Operation Manual
DREAMWEAVER CS3
Handboek
622
Een opgeslagen procedure is een herbruikbaar database-item dat een bepaalde bewerking met de database uitvoert. Een
opgeslagen procedure bevat SQL-code waarmee u onder andere records kunt invoegen, bijwerken of verwijderen. Met
opgeslagen procedures kunt u ook de structuur van de database zelf wijzigen. U kunt een opgeslagen procedure
bijvoorbeeld gebruiken om een tabelkolom toe te voegen, of zelfs om een tabel te verwijderen.
Een opgeslagen procedure kan ook een andere opgeslagen procedure aanroepen, en invoerparameters accepteren of in de
vorm van uitvoerparameters meerdere waarden aan de aanroepende procedure retourneren.
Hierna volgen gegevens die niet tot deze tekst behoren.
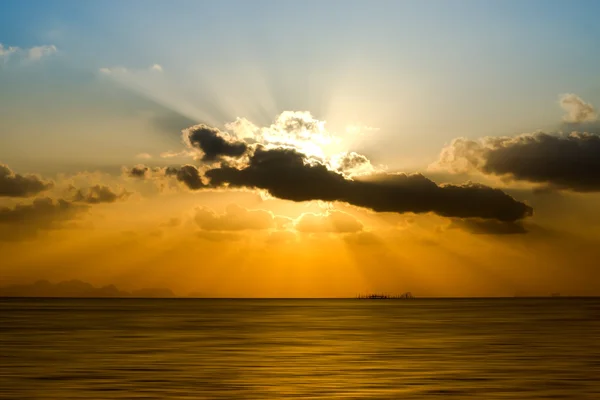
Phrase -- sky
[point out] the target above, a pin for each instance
(301, 149)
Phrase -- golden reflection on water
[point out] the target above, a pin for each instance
(309, 349)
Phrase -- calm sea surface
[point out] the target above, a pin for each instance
(305, 349)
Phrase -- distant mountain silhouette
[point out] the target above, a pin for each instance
(76, 288)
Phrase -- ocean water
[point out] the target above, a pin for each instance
(305, 349)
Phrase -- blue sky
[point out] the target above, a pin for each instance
(360, 90)
(423, 72)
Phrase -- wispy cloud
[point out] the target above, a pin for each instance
(578, 111)
(35, 53)
(119, 70)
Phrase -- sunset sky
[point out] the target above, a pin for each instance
(302, 149)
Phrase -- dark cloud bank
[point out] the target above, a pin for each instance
(25, 221)
(16, 185)
(290, 175)
(561, 161)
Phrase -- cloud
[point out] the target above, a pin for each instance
(26, 220)
(296, 129)
(99, 194)
(213, 143)
(76, 288)
(290, 175)
(36, 53)
(157, 68)
(281, 237)
(138, 171)
(362, 238)
(123, 71)
(188, 174)
(330, 222)
(235, 218)
(563, 161)
(243, 129)
(15, 185)
(352, 163)
(30, 54)
(7, 51)
(488, 227)
(578, 111)
(215, 236)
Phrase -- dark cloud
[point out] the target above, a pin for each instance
(15, 185)
(488, 227)
(27, 220)
(235, 218)
(290, 175)
(564, 161)
(213, 143)
(99, 194)
(76, 288)
(139, 171)
(332, 221)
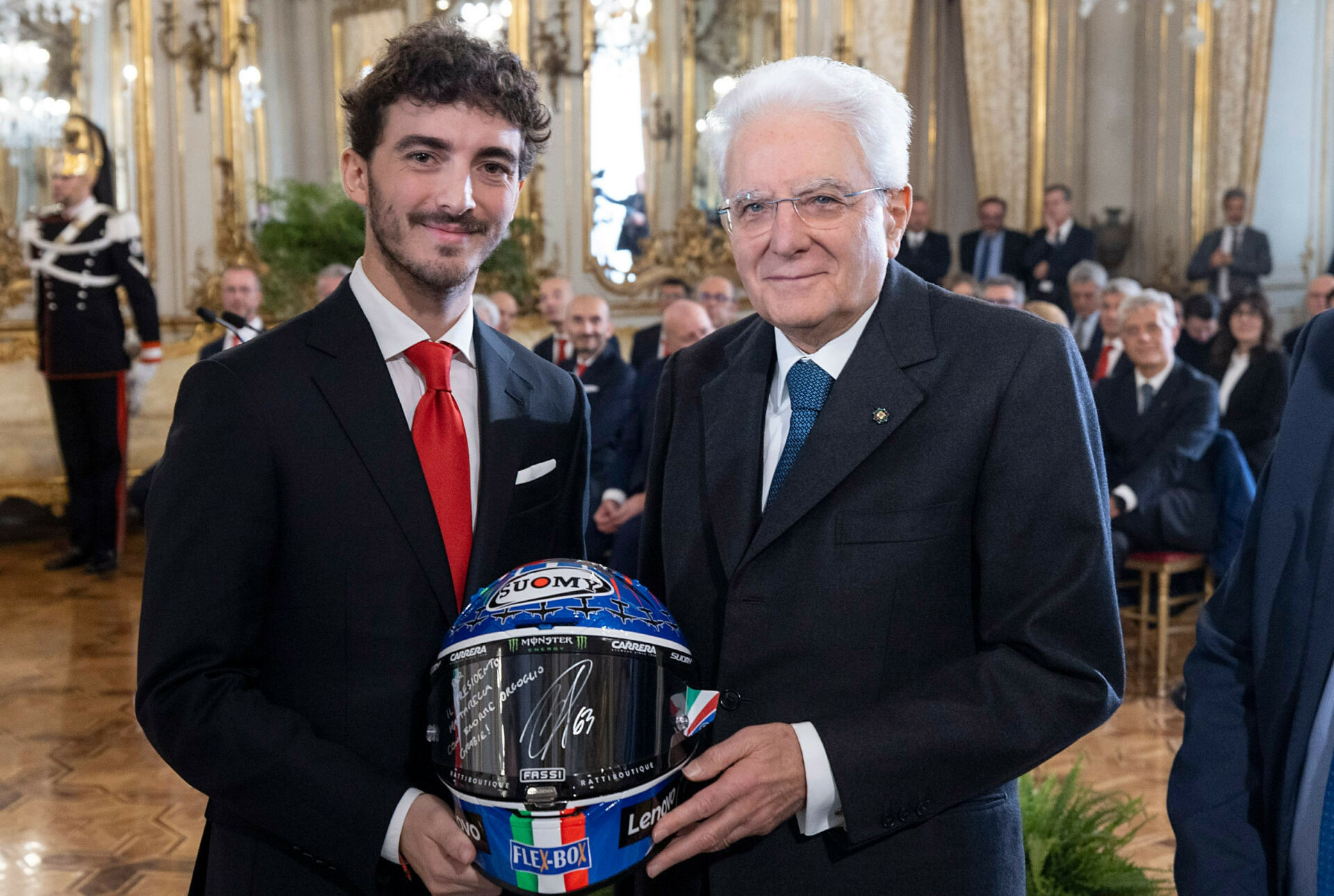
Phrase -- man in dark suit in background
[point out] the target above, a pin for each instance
(925, 252)
(1058, 246)
(610, 384)
(1107, 355)
(902, 608)
(619, 514)
(993, 249)
(384, 455)
(649, 342)
(1157, 423)
(1249, 786)
(1234, 256)
(242, 297)
(1319, 297)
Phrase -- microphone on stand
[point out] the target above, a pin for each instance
(222, 320)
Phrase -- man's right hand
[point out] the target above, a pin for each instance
(604, 517)
(439, 852)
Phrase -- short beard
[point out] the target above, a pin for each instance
(435, 276)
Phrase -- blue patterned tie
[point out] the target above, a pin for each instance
(807, 387)
(1325, 858)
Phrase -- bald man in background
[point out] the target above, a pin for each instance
(509, 308)
(718, 295)
(610, 385)
(1318, 294)
(684, 323)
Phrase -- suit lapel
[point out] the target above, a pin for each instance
(358, 388)
(848, 430)
(503, 398)
(734, 406)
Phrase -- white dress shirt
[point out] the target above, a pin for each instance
(1230, 242)
(823, 807)
(1082, 330)
(1123, 491)
(1235, 368)
(394, 333)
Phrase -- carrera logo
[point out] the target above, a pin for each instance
(550, 861)
(471, 824)
(635, 647)
(549, 584)
(638, 820)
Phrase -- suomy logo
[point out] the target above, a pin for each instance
(549, 584)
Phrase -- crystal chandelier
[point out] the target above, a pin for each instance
(622, 26)
(486, 20)
(28, 117)
(62, 11)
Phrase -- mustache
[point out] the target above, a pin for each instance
(466, 222)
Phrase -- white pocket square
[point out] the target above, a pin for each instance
(536, 471)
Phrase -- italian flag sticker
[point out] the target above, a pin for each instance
(550, 855)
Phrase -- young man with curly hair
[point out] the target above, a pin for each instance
(293, 608)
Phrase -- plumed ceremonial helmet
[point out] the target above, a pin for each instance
(561, 716)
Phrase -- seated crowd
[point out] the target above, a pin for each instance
(1167, 375)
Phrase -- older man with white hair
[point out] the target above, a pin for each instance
(878, 513)
(1157, 422)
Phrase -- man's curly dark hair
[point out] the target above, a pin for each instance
(434, 63)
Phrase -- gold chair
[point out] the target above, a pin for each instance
(1165, 564)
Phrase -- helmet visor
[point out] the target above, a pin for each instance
(582, 713)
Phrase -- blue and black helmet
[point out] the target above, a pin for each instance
(562, 713)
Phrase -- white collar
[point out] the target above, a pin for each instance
(82, 213)
(832, 356)
(395, 332)
(1157, 383)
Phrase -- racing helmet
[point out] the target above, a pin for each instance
(559, 719)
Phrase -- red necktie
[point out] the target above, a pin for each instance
(443, 449)
(1101, 371)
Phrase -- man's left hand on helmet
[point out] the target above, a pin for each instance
(761, 784)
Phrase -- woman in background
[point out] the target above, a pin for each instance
(1251, 376)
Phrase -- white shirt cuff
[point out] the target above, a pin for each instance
(1128, 495)
(823, 810)
(390, 851)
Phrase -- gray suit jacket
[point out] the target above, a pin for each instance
(1251, 260)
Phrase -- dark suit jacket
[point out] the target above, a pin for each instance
(645, 348)
(1264, 648)
(930, 260)
(208, 349)
(610, 384)
(896, 592)
(1255, 407)
(1090, 358)
(1078, 247)
(1162, 448)
(1251, 262)
(547, 346)
(1013, 247)
(293, 608)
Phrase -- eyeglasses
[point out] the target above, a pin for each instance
(752, 215)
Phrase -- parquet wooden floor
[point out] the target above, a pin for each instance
(87, 807)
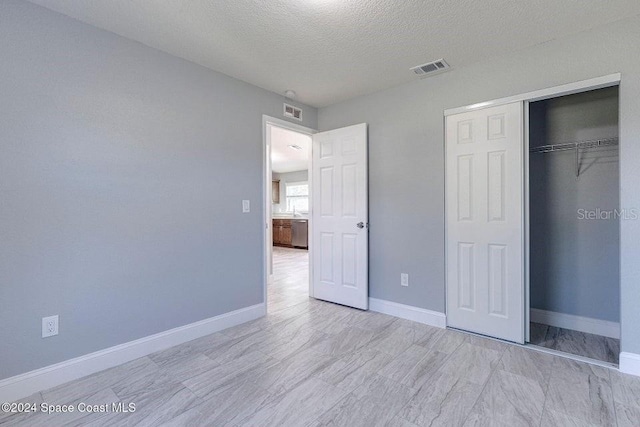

Een opgeslagen procedure is in die zin herbruikbaar dat u een enkele gecompileerde versie van de procedure kunt gebruiken
om een databasebewerking een aantal keer uit te voeren. Als u weet dat een bepaalde databasetaak meerdere keren zal
worden uitgevoerd, of dat dezelfde taak door verschillende toepassingen zal worden uitgevoerd, kunnen
databasebewerkingen doeltreffender worden uitgevoerd door een opgeslagen procedure voor die taak te gebruiken.
Opmerking: MySQL- en Microsoft Access-databases bieden geen ondersteuning voor opgeslagen procedures.
Een opgeslagen procedure toevoegen (ColdFusion)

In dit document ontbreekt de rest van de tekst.